I know that I’m not providing solutions to the core issue here, and maybe the core issue is unresolvable. But IMO I really doubt that this one user who’s told me about this problem is the only user who’s ever experienced it. Across all users of Snaps, all applications, over all time, we’ll never know just how much has been lost because of this error, and regardless of which component specifically is to blame, it looks bad for everyone involved.

So thanks again for the explaination because it’ll definitely help Pinta & some others directly, but to me personally, this is a massive issue regardless even if there is a good excuse for it, and in an ideal world, there’d be a way to get knowledge out there about this better.

Edit: I’m also struggling how to justify this in a cross platform sense. Pinta adding the file extension automatically is literally essential on E.G Windows, where the extension is critical for the OS to detect the purpose of the file. It’s hard to justify this as incorrect behaviour when the majority of people will be accustomed to it being the default behaviour.

jamesh · January 24, 2022, 3:37pm

For something like that to fit within the security framework, the decision to append the extension would have to happen within the file chooser, before deciding what path to share with the app through the document portal. But even that has potential security concerns, if it could trick the user into granting access to something they didn’t intend to.

The simplest solution would probably be to patch out the filename modification, or convince upstream to add a compile option to disable it.

ppd · January 26, 2022, 12:50pm

A huge issue is that opening a file chooser in Qt with the file chooser implementation of xdg-desktop-portal-gtk drops the default suffix. The user is presented with an empty textbox and types something in. Most applications append the suffix themselves and the file is “lost” as described above by @James-Carroll.
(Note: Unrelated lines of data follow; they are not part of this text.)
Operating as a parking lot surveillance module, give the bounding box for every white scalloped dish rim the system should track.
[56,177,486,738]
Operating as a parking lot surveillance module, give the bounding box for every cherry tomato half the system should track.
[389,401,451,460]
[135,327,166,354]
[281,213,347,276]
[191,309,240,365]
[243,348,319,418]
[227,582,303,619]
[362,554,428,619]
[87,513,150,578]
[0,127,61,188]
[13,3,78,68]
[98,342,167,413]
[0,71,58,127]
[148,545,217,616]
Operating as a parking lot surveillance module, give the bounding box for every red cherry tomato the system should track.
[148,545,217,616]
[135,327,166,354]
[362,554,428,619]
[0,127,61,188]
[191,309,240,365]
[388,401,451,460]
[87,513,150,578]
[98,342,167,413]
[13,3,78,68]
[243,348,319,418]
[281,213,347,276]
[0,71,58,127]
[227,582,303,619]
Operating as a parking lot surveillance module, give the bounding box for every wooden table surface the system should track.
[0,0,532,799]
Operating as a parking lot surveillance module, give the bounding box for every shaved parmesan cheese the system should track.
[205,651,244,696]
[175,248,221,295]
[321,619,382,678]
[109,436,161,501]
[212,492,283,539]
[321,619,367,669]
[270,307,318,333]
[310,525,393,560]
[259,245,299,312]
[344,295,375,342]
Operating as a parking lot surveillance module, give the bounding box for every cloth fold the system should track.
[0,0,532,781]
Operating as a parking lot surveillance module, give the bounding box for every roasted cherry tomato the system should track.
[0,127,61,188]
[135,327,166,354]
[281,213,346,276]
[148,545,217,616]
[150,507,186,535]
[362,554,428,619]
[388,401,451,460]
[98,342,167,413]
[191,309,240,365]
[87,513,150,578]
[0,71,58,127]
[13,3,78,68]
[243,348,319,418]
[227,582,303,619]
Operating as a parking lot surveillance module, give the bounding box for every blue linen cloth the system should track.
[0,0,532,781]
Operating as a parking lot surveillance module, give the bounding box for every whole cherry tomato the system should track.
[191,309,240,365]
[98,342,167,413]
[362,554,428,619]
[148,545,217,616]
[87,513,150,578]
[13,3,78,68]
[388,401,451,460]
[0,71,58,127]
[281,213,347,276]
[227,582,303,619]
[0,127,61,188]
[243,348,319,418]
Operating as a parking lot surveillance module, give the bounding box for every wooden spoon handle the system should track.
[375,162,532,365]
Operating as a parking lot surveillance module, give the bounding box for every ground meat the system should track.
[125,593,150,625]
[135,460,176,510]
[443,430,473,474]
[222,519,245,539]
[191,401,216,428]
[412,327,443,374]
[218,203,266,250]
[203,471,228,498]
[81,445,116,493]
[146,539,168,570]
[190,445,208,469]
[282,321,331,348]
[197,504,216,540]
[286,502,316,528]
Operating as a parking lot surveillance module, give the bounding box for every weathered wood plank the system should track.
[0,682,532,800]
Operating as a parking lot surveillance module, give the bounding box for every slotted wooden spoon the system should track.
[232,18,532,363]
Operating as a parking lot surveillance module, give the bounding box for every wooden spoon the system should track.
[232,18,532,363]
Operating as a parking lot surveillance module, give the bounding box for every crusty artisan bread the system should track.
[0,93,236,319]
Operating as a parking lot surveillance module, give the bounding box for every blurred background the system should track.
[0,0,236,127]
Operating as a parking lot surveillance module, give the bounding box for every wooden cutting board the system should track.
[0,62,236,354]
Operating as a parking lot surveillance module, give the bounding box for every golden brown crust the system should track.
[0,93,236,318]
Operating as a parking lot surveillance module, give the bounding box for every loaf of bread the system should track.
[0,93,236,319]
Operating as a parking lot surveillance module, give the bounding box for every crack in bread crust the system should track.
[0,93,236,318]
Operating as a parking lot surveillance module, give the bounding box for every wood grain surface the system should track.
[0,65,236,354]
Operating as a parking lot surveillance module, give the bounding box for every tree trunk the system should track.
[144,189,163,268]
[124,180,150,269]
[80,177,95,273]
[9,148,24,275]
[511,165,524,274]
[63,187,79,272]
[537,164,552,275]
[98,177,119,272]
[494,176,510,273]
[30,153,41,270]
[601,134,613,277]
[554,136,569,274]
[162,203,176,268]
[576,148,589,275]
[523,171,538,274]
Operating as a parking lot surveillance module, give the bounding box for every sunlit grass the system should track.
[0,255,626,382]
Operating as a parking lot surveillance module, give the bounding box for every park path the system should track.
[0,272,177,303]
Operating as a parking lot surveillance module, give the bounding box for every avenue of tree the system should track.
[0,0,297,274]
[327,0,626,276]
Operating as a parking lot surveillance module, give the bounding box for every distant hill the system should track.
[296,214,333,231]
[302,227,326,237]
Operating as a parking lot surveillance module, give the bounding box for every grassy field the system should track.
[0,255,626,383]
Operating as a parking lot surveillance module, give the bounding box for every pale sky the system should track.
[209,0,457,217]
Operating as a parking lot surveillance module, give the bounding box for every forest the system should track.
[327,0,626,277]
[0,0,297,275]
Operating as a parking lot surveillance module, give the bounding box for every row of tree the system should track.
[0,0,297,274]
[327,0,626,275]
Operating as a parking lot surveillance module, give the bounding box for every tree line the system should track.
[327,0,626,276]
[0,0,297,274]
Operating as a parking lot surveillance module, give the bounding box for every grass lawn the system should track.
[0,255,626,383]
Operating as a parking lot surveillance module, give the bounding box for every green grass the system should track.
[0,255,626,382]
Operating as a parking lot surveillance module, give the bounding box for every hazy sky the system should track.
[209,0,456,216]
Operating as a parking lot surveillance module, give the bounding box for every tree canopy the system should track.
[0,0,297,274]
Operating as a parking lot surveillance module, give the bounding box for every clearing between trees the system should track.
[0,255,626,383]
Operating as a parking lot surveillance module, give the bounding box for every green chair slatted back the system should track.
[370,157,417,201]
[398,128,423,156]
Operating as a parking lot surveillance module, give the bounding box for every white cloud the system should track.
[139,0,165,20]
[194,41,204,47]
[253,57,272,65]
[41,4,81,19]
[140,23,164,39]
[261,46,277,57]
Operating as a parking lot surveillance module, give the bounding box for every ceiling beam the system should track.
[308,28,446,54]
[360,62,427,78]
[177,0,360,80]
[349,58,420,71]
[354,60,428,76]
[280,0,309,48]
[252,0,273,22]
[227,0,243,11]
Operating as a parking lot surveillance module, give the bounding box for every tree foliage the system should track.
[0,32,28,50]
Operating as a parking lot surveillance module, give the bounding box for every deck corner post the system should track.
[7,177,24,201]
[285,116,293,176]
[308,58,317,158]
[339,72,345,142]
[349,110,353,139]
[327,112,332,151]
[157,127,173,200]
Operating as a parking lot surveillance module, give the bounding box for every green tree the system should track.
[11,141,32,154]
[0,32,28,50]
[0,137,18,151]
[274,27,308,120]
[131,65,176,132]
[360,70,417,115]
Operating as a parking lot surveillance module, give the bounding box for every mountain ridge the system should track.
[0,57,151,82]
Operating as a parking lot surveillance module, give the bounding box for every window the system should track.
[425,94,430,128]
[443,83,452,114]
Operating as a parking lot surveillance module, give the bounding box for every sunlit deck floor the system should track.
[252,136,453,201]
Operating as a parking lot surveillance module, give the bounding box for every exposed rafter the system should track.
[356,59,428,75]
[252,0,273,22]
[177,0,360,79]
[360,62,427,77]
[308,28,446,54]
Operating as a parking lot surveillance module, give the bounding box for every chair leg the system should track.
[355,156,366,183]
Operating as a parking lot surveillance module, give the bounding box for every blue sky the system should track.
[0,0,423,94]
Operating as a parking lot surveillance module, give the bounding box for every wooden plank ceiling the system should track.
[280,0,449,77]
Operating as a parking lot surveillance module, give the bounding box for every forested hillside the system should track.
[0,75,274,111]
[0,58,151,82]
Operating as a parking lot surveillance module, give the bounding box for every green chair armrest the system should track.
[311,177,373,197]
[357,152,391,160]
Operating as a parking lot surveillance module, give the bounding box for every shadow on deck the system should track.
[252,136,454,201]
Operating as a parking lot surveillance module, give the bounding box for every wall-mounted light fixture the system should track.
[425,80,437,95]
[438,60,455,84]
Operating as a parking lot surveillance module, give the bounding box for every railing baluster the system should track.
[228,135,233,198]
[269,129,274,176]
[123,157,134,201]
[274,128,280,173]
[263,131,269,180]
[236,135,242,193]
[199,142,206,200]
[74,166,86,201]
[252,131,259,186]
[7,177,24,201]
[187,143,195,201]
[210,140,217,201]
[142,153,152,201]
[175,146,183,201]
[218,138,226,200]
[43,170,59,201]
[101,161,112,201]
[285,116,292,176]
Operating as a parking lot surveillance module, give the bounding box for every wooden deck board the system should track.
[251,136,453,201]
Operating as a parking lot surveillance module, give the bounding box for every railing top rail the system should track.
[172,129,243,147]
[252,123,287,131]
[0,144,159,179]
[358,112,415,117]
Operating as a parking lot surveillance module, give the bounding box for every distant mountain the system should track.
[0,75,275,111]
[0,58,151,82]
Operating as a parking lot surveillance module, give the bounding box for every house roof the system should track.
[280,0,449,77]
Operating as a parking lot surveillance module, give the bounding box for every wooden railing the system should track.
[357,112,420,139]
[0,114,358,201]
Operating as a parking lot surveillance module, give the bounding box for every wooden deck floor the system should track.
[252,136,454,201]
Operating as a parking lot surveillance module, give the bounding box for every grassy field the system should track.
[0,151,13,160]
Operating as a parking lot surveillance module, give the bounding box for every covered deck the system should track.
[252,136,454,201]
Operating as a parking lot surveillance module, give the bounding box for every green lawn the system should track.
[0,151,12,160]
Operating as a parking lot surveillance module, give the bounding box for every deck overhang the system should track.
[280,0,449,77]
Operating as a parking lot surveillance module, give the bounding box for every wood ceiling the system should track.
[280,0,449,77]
But even if the application does not append a suffix, the file is seemingly “lost” because the user won’t find it again in the file chooser when trying to open it. Usually, there is a suffix filter set as an allowed extension, which prevents the dialog from displaying the previously saved suffix-less file.

Re: the file loss problem

This issue is especially insidious because older portal versions behave differently compared to recent ones. In 21.10, the portal returns the actual path without the proxying over the document portal if the snap has access to it anyway. So the developer tests on their 21.10 machine, sees that it works, and is happy. However, the user might be on 20.04, where every access uses the document portal. In this case, everything comes crashing down.

James-Carroll · January 26, 2022, 1:28pm

Regarding the portal versions being different, it brings up a point of how the portals treat files vs folders. There’s no folder support in 20.04, so any folder access won’t have the proxying. Newer Portal versions do have folder support however, so I’m focusing on these.

I haven’t managed to test if the UI is any different but my expectation is that it runs exactly the same apart from it obviously selects folders, not files.

I’d have to question then, what’s the difference? The user can give access to an entire folder if they want to, the snap could be malicious and trick them into making a poor choice (“give me access to $HOME!”). I’m unsure if this is recursive (e.g, would that then enable stealing $HOME/.ssh ?) because I haven’t tested it, but it doesn’t matter in this instance.

If it’s already considered that individual folders are fair game, then IMO, the better hypothetical API is to select a location, which may be either folder or file. If it’s folder, then it obviously mounts the folder. If it’s a file, it still mounts the entire folder, but gives the path of the file.

From a security POV the individual file access is obviously superior, but speaking practically, we’ve already conceded that folders are a valid target, except now we have a dichotomy where you think you have access to a folder with one API, but actually don’t.